As of 2021, KataGo's is currently on its first public distributed run, "kata1"! The website, where you can download the latest networks and find instructions to contribute if you wish, is here:

https://katagotraining.org/

This run, continuing from the peak of KataGo's g170 run, has already improved in strength a bit, with hopefully much further room to improve. As of mid-January, KataGo appears able to win variously more than 80% or 90% of games against various classic and benchmark opponents even with a large handicap in computation power allowed, as well as performing favorably against the peak of its older 170 run!

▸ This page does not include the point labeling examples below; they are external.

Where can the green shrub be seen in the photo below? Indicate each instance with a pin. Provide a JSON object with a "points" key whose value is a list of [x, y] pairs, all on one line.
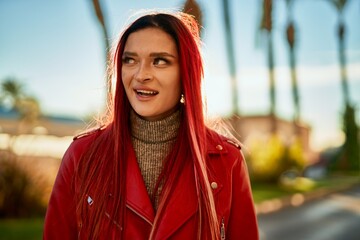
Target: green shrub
{"points": [[19, 195]]}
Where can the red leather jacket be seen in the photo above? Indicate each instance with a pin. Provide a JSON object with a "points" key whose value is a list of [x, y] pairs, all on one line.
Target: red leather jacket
{"points": [[228, 177]]}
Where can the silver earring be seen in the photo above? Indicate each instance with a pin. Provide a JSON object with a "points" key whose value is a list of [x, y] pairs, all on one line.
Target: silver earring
{"points": [[182, 99]]}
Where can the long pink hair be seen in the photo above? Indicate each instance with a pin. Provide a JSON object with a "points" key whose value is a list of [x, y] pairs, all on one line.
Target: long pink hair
{"points": [[102, 168]]}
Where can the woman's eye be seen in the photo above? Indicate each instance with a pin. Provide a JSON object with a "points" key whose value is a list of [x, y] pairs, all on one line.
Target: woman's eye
{"points": [[160, 61], [128, 60]]}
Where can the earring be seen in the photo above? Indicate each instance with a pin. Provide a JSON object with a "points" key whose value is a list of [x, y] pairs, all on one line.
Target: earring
{"points": [[182, 99]]}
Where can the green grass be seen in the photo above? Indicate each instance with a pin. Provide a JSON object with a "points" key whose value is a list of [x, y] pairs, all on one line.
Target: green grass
{"points": [[24, 229]]}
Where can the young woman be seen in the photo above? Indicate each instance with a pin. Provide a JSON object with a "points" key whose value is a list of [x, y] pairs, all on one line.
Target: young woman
{"points": [[154, 171]]}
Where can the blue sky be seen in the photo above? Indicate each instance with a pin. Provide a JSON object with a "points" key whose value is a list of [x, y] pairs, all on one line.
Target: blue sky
{"points": [[55, 49]]}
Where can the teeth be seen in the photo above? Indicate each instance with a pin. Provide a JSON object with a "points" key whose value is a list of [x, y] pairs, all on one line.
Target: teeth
{"points": [[146, 92]]}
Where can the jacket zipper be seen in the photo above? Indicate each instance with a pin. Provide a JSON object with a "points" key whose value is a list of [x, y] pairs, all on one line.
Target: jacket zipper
{"points": [[222, 230], [141, 216]]}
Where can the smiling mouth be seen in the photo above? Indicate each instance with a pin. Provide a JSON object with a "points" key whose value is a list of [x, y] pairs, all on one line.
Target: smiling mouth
{"points": [[146, 92]]}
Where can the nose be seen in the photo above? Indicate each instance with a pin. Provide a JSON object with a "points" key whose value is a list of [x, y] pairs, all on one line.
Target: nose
{"points": [[143, 73]]}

See [here](https://lifein19x19.com/viewtopic.php?p=262982#p262982) for some results.

## History

Prior to opening up its first public distributed run, KataGo ran three major runs on cloud machines or clusters privately or with the help of sponsors (many thanks to [Jane Street](https://www.janestreet.com/) for supporting and making some of these earlier runs and the necessary experiments and testing possible!). The full history of networks and generated training data for all three of these runs is available [here](https://katagoarchive.org/g170/index.html).

In reverse-chronological order:

### Third Major Run

KataGo's third major official run "g170" lasted from December 2019 to June 2020 for about 5 months (KataGo did not run entirely continuously during those 7 months) and reached significantly stronger than its competitors, including Leela Zero's using its strongest official 40-block nets. KataGo also took only 12-14 days to surpass its earlier 19-day "g104" run from June 2019. This is due to various training improvements which were not present in prior runs. By the end of the 5 months, it reached more than 700 Elo stronger than it. In addition to reaching stronger faster and running longer, this third run added major new features: support for Japanese rules, stronger handicap play, and more accurate score estimation.

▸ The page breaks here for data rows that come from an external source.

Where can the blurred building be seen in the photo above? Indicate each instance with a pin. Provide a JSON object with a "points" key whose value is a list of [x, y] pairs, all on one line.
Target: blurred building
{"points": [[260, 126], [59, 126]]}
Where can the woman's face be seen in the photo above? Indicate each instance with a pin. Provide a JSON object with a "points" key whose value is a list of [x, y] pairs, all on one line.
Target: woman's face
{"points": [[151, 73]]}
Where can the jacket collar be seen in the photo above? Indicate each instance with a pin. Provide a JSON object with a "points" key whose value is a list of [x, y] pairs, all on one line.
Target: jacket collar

Networks for g170 were released concurrently with major releases and development on the engine and analysis side, which can be seen in the history of the [releases page](https://github.com/lightvector/KataGo/releases). The training for g170 also included a variety of alternative and extendedly-trained neural nets which can be found [here](https://katagoarchive.org/g170/index.html), including some smaller nets that are *very* strong given their size. These include a fast 10-block network that nearly matches the strength of many earlier 15 block nets, including KataGo best 15-block net from last year and Leela Zero's LZ150. And a very strong 15-block network that almost matches the strength of ELFv2, a 20-block network.

For particularly limited hardware, these small nets may be of interest to users! But note that KataGo's later networks are so vastly stronger (hundreds or even thousands of Elo) that even on weak hardware, so long as the later and larger nets are runnable at all, they likely dominate the smaller ones, even taking into account how much slower they are to evaluate.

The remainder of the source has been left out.